Qualified Young Talents for the Packaging Industry
There are currently six universities in Germany where packaging technology is offered as a Bachelor’s degree course. One of them is the Munich University of Applied Sciences. Here the focus is on the mega topic of the industry: sustainability.
As a result of the new packaging law, higher quotas for the recycling of packaging have been in effect since 2019, and these will increase again in 2022. These must therefore be considered when designing new packaging solutions. In addition to concern for the planet, this is one more reason to gear the education of future generations of packaging engineers towards a sustainable way of thinking. Accordingly, the degree course at the Munich University of Applied Sciences bears the title “Packaging Technology and Sustainability.”
Sustainability is more expensive
Prof. Dr. Sven Sängerlaub is a professor in the Munich-based study programme. He points out that packaging accounts for the smallest part of most products in terms of energy and raw material consumption: “As a rule, ten to fifty times as many resources are used for the packaged goods as for the packaging itself. In the case of food products, it is mainly meat and dairy products for which a great deal of resources have been expended and which at the same time have very high requirements in terms of hygiene and therefore packaging,” says Sängerlaub. Today, companies and customers still have to accept that sustainable packaging costs a little more. It also has to meet additional requirements such as machine processing during production, visual attractiveness and ease of handling.

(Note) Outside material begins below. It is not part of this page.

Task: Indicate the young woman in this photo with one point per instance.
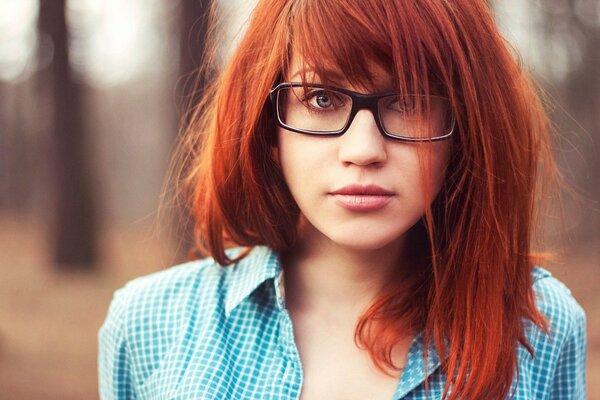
(376, 163)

Biobased packaging as an alternative
According to Sängerlaub, the industry today uses a great deal of know-how to develop packaging that is suitable for recycling, consists of renewable resources or is biodegradable, but still provides optimum protection for the product. The contents of the course in packaging technology and sustainability are therefore aimed at developing the most sustainable packaging by means of life cycle assessments. For example, a number of renewable raw materials are tested in the laboratory for their suitability for everyday use. “Plastic-free and plastic-reduced packaging is a growing trend. In addition to the issue of recyclability, research is currently focusing strongly on renewable raw materials. From algae-based plastics to transparent films made from hemp or cardboard made from grass, many biobased packaging materials are real alternatives to plastics made from fossil raw materials,” Sängerlaub explaines. While more importance is attached to good recyclability in Germany, material with good compostability is more in demand abroad.
The study course
However, before the students start concrete experiments on packaging solutions, they are taught the basics: mathematics, chemistry, physics, mechanics, electrical engineering and construction as well as introductions to various packaging materials and means. Life cycle assessments and recycling are already addressed here. Packaging specific lectures follow, including for example “Fibre-based Packaging”, “Plastics Technology” or “Packaging Technology I and II”. An industrial internship is also part of the curriculum; in this case (as with the three-month theses) the university works in cooperation with partner companies. These include APLA, TetraPak, BHS and Hans Kolb. Those who wish to continue their studies after the bachelor’s degree can do so; a corresponding master’s degree is offered. This is also open to Bachelor graduates from related technical subjects. Marius Franz, a student in the 7th semester, explains what he likes about the Packaging Technology and Sustainability course: “I am excited about the wide variety of the course. In teams, it is almost always possible to find improvements for packaging, whether in terms of sustainability or handling. Everything is very practice-oriented; we always have a direct link to material and product.” The application-oriented research work in packaging technology at the University of Applied Sciences in Munich focuses on radiation tempering, packaging and films, adhesives and the interaction of coating materials with paper.